In the most recent alleged terrorist case, the Ministry of Public Security in Beijing said April 10 that agents had smashed a ring of 35 radicals in Xinjiang who planned to disrupt the Olympics with kidnappings and mass poisonings. It provided no details about where the arrests took place or the identities of those arrested.
Foreign terrorism experts suggest that China may be conflating criminal activity with potential terrorism, a sign that it's jittery about stability before the Olympics.
After a Jan. 27 raid in the regional capital of Urumqi, authorities said Muslim militants threw grenades at police, injuring seven officers. Two militants allegedly were killed, and 15 were captured.
But when an Agence France-Presse journalist went to the middle-class housing development in Urumqi, residents dismissed reports of a grenade-tossing clash.
"That's nonsense," one resident told the news agency. "Everybody would have heard something like that," said another resident.
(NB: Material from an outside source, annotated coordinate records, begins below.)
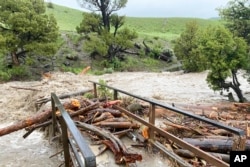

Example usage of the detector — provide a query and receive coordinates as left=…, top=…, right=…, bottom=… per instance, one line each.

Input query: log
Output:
left=0, top=110, right=52, bottom=136
left=153, top=141, right=192, bottom=167
left=70, top=102, right=99, bottom=117
left=23, top=120, right=52, bottom=138
left=92, top=108, right=122, bottom=117
left=174, top=149, right=195, bottom=158
left=183, top=138, right=250, bottom=153
left=75, top=121, right=142, bottom=165
left=36, top=89, right=92, bottom=105
left=10, top=86, right=41, bottom=91
left=94, top=121, right=140, bottom=129
left=206, top=152, right=230, bottom=163
left=92, top=112, right=114, bottom=123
China claims that the East Turkestan Islamic Movement has links to global terrorist cells, a charge that some experts dismiss.
"There's just no clear connection between al Qaida and East Turkestan," said Dru C. Gladney, a professor at Pomona College in California. "(Osama) bin Laden has never mentioned them."
Many Chinese now quickly associate Uighurs with trouble.
"The general perception of Uighurs has shifted in China at large. Now mention 'Uighurs,' and it's, 'Oh, dangerous terrorists!'" Bequelin said. "It may be the longest-lasting effect of this campaign."
ABOUT THE UIGHURS
The history of the Uighurs can be traced back 2,600 years. According to a history compiled by the London Uighur Ensemble, a group formed to popularize the traditional and popular music of the Uighurs, the nomadic tribes of that era rose "to challenge the Chinese Empire" and to become "the diplomatic arm of the Mongol invasion."
China's ethnic Uighurs are moderate Muslims who are related to the Turks. Like the Kurds of Asia Minor and the Tamils of Sri Lanka, the Uighurs are a dissatisfied transnational ethnic minority spread across several countries, without an independent homeland or a strong leader. They are located mainly China, but also Kyrgyzstan, Kazakhstan and Uzbekistan.
The London Ensemble notes that the ethnic minority "staged several uprisings" against the Nationalist Chinese government in the period before the Communists took control of the country. In 1933 and 1944, the Uighurs established an independent Islamic Eastern Turkestan republic, but that attempt at a nation state ended after military intervention by the Soviet Union. With the establishment of the Maoist government in China in 1949, the tribal homeland came under Chinese communist rule.